6月に役員を改選する日本体協の新会長に、味の素の伊藤雅俊会長(69)の就任が有力であることが11日、関係者の話で分かった。3期6年務めた現会長の張富士夫トヨタ自動車名誉会長(79)は同日の理事会で「若い方にお譲りしたい」と任期満了で退任する意向を表明。新たなトップは再び財界から迎える方向となった。

 伊藤氏は理事会で学識経験者枠の次期理事候補者として承認された。新役員は6月の評議員会で正式に決まり、会長は新理事の互選で決まる。

 慶大出身の伊藤氏は1971年に味の素に入社。海外企業との提携や企業の合併・買収(M&A)で手腕を発揮した。2009年に社長に就き、15年から会長を務めている。
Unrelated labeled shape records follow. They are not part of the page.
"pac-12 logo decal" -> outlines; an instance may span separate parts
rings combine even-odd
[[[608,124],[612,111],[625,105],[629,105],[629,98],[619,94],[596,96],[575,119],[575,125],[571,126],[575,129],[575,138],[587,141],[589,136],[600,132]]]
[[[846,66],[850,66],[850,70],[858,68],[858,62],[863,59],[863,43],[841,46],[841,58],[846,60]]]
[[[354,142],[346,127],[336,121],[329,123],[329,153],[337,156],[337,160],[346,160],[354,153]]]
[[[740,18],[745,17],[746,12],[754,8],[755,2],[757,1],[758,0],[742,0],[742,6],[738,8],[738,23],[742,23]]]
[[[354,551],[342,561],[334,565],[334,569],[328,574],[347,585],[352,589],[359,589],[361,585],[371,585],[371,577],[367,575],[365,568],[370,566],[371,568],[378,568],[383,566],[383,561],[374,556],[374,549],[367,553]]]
 味の素は03年に東京スタジアム(東京都調布市)、09年にトップ選手の強化拠点のナショナルトレーニングセンター(NTC)の命名権を取得したほか、五輪日本選手団への栄養サポートを行うなどスポーツ支援に力を入れている。関係者は「スポーツに理解のある企業で、(伊藤氏は)政財界にも太いパイプがある」と述べた。

 張会長は2月で80歳になることに加え、森喜朗前会長と同じ3期となることで退任を決断した。